Including annualized losses for evapotranspiration and incorporation into biomass (food) at 85% of total input and a seepage loss of 6%, each liter of water utilized by the IAVS technique can produce 6 g FW of fish and 17 g DW of vegetables. Collectively, tilapia and tomato yields result in 0.7 g DW of protein and 7 Cal. (or 7,000 calories) per liter of water used.
How does the iAVs irrigation regime work?
One of the core goals of the iAVs irrigation regime is to remove not less than 25% of the fish tank volume during each 15 – 20 minute pumping cycle. Assuming correct tank design (sloping/cone-shaped bottom) and pump capacity, all solids will be removed during each pumping cycle and the water will be crystal clear.
- 6:00am (dawn or pre-dawn) – 1st pump cycle of the day starts)
- 6:30am – drainage completed. Feed fish all they’ll eat in 15 minutes
- 8:00am – 2nd pump cycle (1/4 of tank volume, each)
- 10:00am – 3rd pump cycle
- 12:00pm – 4th pump cycle
- 1:00pm – Feed fish all they’ll eat in 15 minutes
- 2:00pm – 5th pump cycle
- 4:00pm – 6th pump cycle
- 6:00pm – 7th pump cycle
- 8:00pm – 8th pump cycle (dusk or slightly after, depending on season and location).
Note: Pump remains OFF overnight.
If you provide these 8 pump cycles of 1/4 tank volume each per day, then you’ll have 2 complete tank exchanges daily and a full tank volume filtration following every feeding. If you do this then solids will NOT accumulate nor reduce dissolved oxygen levels nor stimulate alga growth or disease organisms. The ENTIRE point of filtration (e.g. sand) is the removal of the fish ‘waste from the water column.
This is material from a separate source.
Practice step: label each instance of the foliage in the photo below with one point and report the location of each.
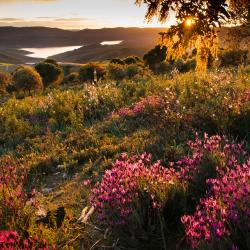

The first goal is to extract the ‘wastes’, then let the sand filter out ALL of the suspended solids (including the fraction too small to see).
Why are there no irrigation events at night?
If the prescribed irrigation feeding and irrigation regimes are followed…and the system uses tilapia, carp or similarly robust fish species…overnight irrigation of the sand beds is not needed, it saves energy and provides a protracted opportunity for the sand beds to drain while still retaining sufficient moisture to sustain the plants.
It may be applicable to other fish species, too…but that has yet to be confirmed.